Siapa bilang kehamilan urusan istri semata? Para suami juga dituntut untuk memahaminya. Dengan demikian si calon ibu akan lebih mantap menjalani hari-harinya bersama si jabang bayi.
Wanita mana yang tak bahagia jika suami tercinta begitu setia mendampingi, mulai dari saat kehamilan sampai persalinan? Apalagi jika si wanita baru pertama kalinya mengalami kehamilan. Pengalaman ini, selain menyenangkan, tentulah juga menimbulkan kecemasan-kecemasan.
Sebagaimana diketahui, kehamilan menimbulkan banyak perubahan pada diri wanita. Mau tak mau, si calon ibu harus menyesuaikan diri dengan perubahan-perubahan itu. Ini tentunya tak mudah, khususnya bagi yang baru pertama kalinya hamil.
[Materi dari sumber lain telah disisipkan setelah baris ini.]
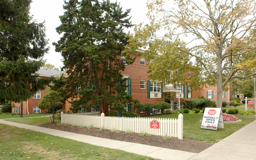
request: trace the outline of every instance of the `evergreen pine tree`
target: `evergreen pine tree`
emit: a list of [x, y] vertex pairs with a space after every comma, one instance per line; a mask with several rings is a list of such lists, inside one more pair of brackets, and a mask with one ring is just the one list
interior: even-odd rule
[[[102, 103], [111, 94], [117, 90], [125, 92], [118, 89], [118, 84], [123, 80], [120, 71], [125, 65], [121, 56], [128, 44], [123, 30], [132, 26], [127, 18], [130, 10], [123, 13], [117, 2], [96, 0], [65, 1], [63, 8], [66, 11], [60, 16], [62, 24], [56, 28], [63, 36], [54, 44], [64, 58], [67, 94], [75, 100], [71, 102], [72, 109], [98, 104], [101, 113]], [[128, 64], [133, 63], [125, 56]]]
[[0, 102], [2, 103], [26, 100], [48, 83], [46, 79], [39, 79], [35, 75], [44, 64], [41, 58], [48, 48], [44, 23], [37, 23], [29, 15], [31, 2], [0, 1]]

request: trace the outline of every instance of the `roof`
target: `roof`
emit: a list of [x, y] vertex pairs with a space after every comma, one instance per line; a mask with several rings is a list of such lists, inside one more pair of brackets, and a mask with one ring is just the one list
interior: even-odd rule
[[163, 90], [163, 92], [181, 92], [181, 91], [171, 86], [165, 86], [165, 88]]
[[65, 71], [61, 71], [54, 69], [45, 69], [41, 68], [39, 71], [36, 72], [40, 76], [60, 76], [62, 73], [65, 73]]

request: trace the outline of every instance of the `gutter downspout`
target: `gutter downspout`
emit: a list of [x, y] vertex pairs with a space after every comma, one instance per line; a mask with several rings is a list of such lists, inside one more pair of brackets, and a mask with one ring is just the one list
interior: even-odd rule
[[27, 112], [28, 112], [28, 114], [29, 115], [29, 113], [28, 113], [28, 100], [27, 100]]

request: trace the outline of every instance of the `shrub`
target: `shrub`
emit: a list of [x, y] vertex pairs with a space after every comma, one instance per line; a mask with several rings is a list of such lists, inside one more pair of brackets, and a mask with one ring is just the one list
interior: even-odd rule
[[7, 104], [3, 105], [1, 107], [1, 111], [3, 113], [11, 112], [11, 104]]
[[199, 109], [196, 109], [195, 110], [195, 113], [200, 113], [200, 110]]
[[240, 99], [240, 98], [237, 98], [237, 97], [233, 97], [231, 98], [231, 100], [234, 101], [235, 100], [239, 100], [239, 102], [241, 100], [241, 99]]
[[235, 105], [236, 102], [232, 100], [230, 101], [229, 101], [229, 102], [228, 102], [228, 105], [230, 106], [234, 106]]
[[131, 134], [132, 133], [132, 131], [131, 129], [127, 129], [125, 131], [124, 131], [125, 134]]
[[166, 114], [173, 114], [173, 111], [170, 111], [170, 110], [166, 111], [165, 111], [165, 113]]
[[117, 133], [119, 131], [118, 131], [118, 129], [116, 129], [115, 128], [112, 128], [112, 129], [111, 129], [111, 131], [111, 131], [111, 132], [114, 132], [114, 133]]
[[89, 126], [87, 127], [87, 128], [88, 128], [88, 129], [92, 129], [94, 127], [94, 126], [93, 125], [93, 124], [92, 124], [91, 125], [90, 125]]
[[238, 103], [239, 104], [240, 104], [240, 100], [234, 100], [234, 101], [235, 101], [235, 102]]
[[110, 110], [108, 113], [108, 116], [118, 116], [118, 112], [114, 110]]
[[140, 117], [141, 116], [139, 116], [139, 115], [138, 115], [137, 113], [132, 113], [131, 114], [130, 114], [130, 116], [129, 116], [130, 117]]
[[124, 112], [122, 112], [122, 115], [126, 117], [128, 117], [130, 116], [130, 115], [131, 114], [131, 112], [130, 112], [130, 111], [124, 111]]
[[139, 135], [141, 136], [149, 136], [149, 135], [148, 135], [145, 131], [141, 131], [141, 133], [139, 134]]
[[171, 138], [171, 137], [168, 136], [167, 135], [165, 135], [164, 136], [162, 136], [162, 137], [163, 137], [163, 138], [164, 140], [168, 140]]
[[225, 107], [228, 105], [228, 103], [224, 101], [222, 101], [222, 107]]
[[236, 111], [234, 109], [230, 109], [228, 111], [228, 113], [229, 114], [235, 114], [236, 113]]
[[189, 110], [187, 108], [185, 108], [183, 110], [183, 113], [189, 113]]
[[222, 113], [225, 113], [226, 112], [226, 111], [227, 111], [227, 109], [226, 109], [226, 108], [223, 108], [222, 109]]

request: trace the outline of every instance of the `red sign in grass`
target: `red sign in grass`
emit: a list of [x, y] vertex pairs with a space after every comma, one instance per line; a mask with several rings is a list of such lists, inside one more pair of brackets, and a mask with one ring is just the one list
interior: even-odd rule
[[159, 122], [156, 120], [153, 120], [152, 122], [150, 122], [150, 128], [159, 129], [160, 128]]

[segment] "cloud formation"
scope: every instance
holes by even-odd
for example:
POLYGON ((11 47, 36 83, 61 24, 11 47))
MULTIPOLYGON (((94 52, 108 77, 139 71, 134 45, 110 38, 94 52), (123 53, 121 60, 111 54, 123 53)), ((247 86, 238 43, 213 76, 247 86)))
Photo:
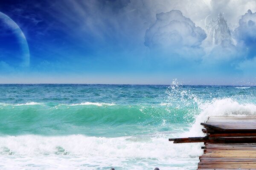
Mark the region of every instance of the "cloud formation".
POLYGON ((235 37, 238 42, 237 46, 247 54, 247 58, 256 56, 256 13, 249 10, 242 16, 239 21, 239 26, 234 31, 235 37))
POLYGON ((157 14, 155 23, 147 30, 145 45, 151 49, 168 50, 171 54, 189 58, 201 56, 201 47, 206 34, 180 11, 157 14))

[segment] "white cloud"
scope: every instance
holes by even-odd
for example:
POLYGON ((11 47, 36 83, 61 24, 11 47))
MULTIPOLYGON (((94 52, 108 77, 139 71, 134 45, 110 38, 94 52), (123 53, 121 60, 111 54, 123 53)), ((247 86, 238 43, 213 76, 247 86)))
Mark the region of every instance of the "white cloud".
POLYGON ((146 46, 186 58, 203 54, 200 45, 206 38, 205 32, 181 12, 172 10, 158 14, 156 17, 155 23, 146 31, 146 46))
POLYGON ((247 52, 248 57, 256 56, 256 12, 248 10, 239 21, 239 26, 234 31, 234 35, 240 49, 247 52))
Apalagi jika si calon ibu juga tak siap dengan kehamilannya, sehingga akan menimbulkan kegelisahan secara psikologis. Nah, jika suami bersikap acuh tak acuh atau malah tak peduli sama sekali, tentunya akan makin memperparah kondisi psikologis istrinya.
Memang, calon ibu dapat berkonsultasi kepada dokternya. Ia pun dapat meminta bantuan atau dukungan dari orang lain semisal ibunya. Tapi peran suami tetaplah dibutuhkan. Karena suami adalah orang yang paling dekat dan lebih memahami apa yang dibutuhkan istrinya, ketimbang orang lain ataupun dokter.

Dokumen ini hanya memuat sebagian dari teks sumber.